4th Edition: Trends in Marketing Communications Law
The most significant developments in U.S. copyright law will be coming from the courts and not elected officials this year, continuing a trend from 2016.
Congress is not expected to expand copyright protection for clothing, combat offshore online piracy, broaden exemptions to software anti-circumvention protection or otherwise modernize the Copyright Act, despite demands from the public for these and other copyright reforms. Instead, the courts are likely to remain the principal source for meaningful substantive and procedural changes to copyright law.
For example, the Supreme Court recently issued a decision in the so-called “cheerleader uniform” case, creating a very permissive standard for determining whether the pictorial, graphic and sculptural features of a useful article are protected by copyright. Under this new standard the aesthetic features of an industrial design, like the surface decorations on a cheerleading uniform, are protected by copyright when those features can theoretically be separated from the industrial design, applied to another tangible medium, and exist as a freestanding pictorial, graphic or sculptural work. This decision gives the fashion industry and industrial design businesses broad protection and a robust tool to help fight knockoffs.
Also noteworthy is the long-running “dancing baby” case, which in 2016 held that a copyright owner may not send a Digital Millennium Copyright Act (DMCA) notice to a website, demanding takedown of allegedly infringing user-generated content (UGC) – there, a YouTube video of a baby boogieing to a Prince song – without first determining in good faith that the UGC is not a fair use. Currently a petition is pending before the Supreme Court for a decision that copyright owners must consider fair use under objectively reasonable standards, and not merely subjectively in good faith.
Relatedly, a lawsuit by the music industry last year against the video-sharing website Vimeo increased the proof required for copyright owners to establish that websites hosting UGC have “red flag” knowledge that the UGC is infringing, and, therefore, lose DMCA immunity. The court there held that website employees lack “red flag” knowledge unless they have actual knowledge that UGC is infringing or are aware of facts that make infringement obvious to an ordinary person. The case also held that copyright owners cannot impute “red flag” knowledge to websites merely because the websites suspected copyright infringement or failed to investigate or screen for copyright infringement.
Additionally, businesses that commission vendors to create copyrightable content should take careful note of a 2016 appellate court decision involving video footage commissioned by the actor Jared Leto, which held that, to be enforceable, a work-for-hire agreement must be entered into before the commissioned work is created. Interestingly, this decision is consistent with one circuit court, and in conflict with other circuit courts.
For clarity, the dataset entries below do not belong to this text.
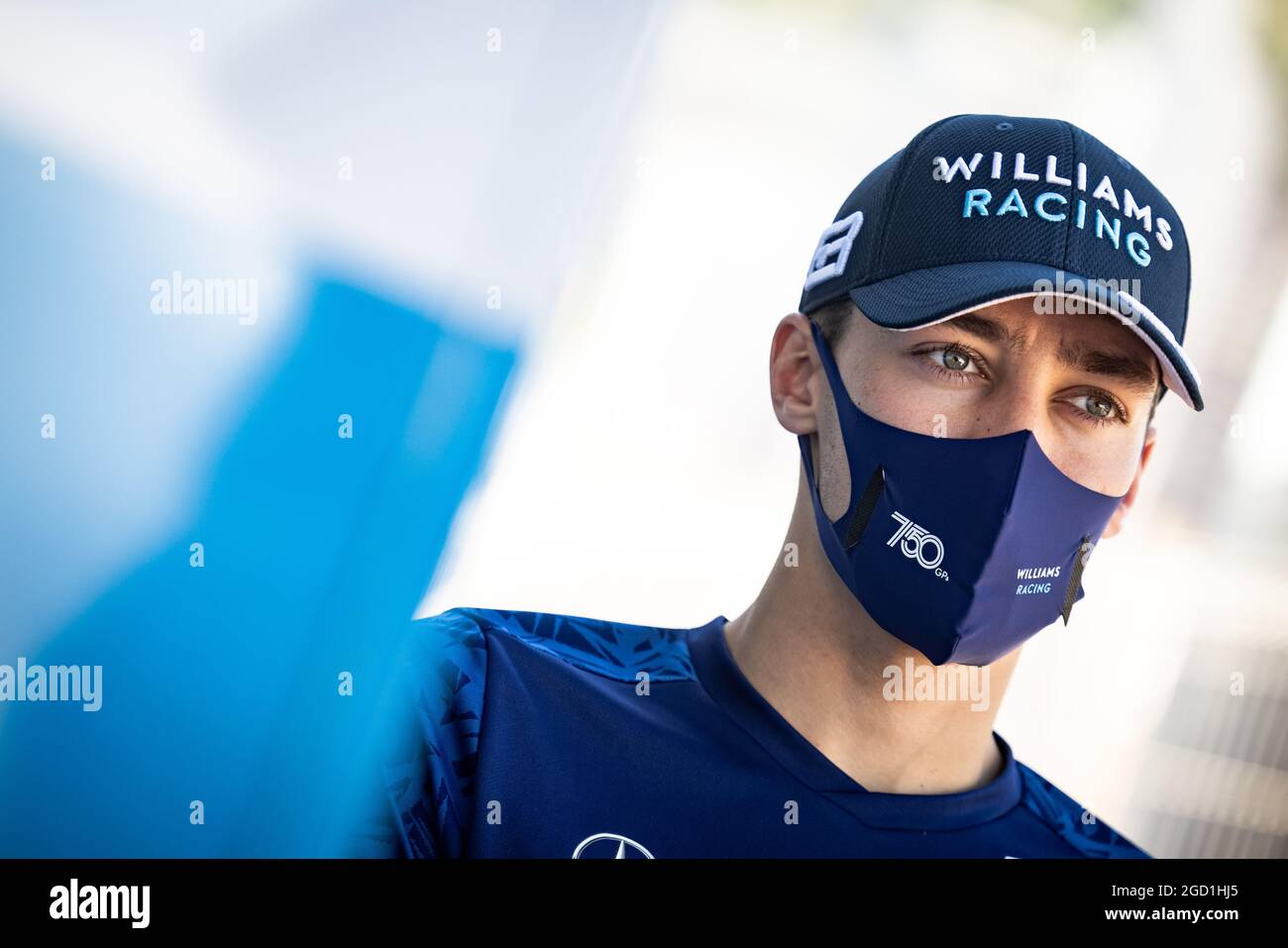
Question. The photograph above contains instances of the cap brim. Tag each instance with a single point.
(922, 298)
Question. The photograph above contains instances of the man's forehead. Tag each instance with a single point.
(1021, 322)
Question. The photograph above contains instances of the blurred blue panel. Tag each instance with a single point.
(220, 683)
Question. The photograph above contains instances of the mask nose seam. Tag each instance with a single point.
(864, 507)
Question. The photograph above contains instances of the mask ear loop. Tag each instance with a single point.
(859, 510)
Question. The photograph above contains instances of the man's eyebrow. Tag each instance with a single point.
(1137, 373)
(988, 330)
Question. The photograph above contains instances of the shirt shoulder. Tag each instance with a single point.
(430, 780)
(1072, 823)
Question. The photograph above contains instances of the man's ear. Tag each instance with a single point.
(1116, 522)
(794, 375)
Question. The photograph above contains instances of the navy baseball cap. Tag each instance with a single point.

- Fashion designers and other creators of useful articles have received expanded copyright protection for their designs, giving them a powerful new tool to combat knockoffs.
- Copyright owners must determine in good faith, and perhaps even objectively reasonably, that UGC is not a fair use before filing a DMCA takedown notice.
- Copyright owners will face a high bar to prove that a website had “red flag” knowledge that UGC was infringing and, therefore, that the website should lose DMCA immunity.
- Work-for-hire agreements should be executed before a work is created, or their enforceability will depend on the state law governing the agreements.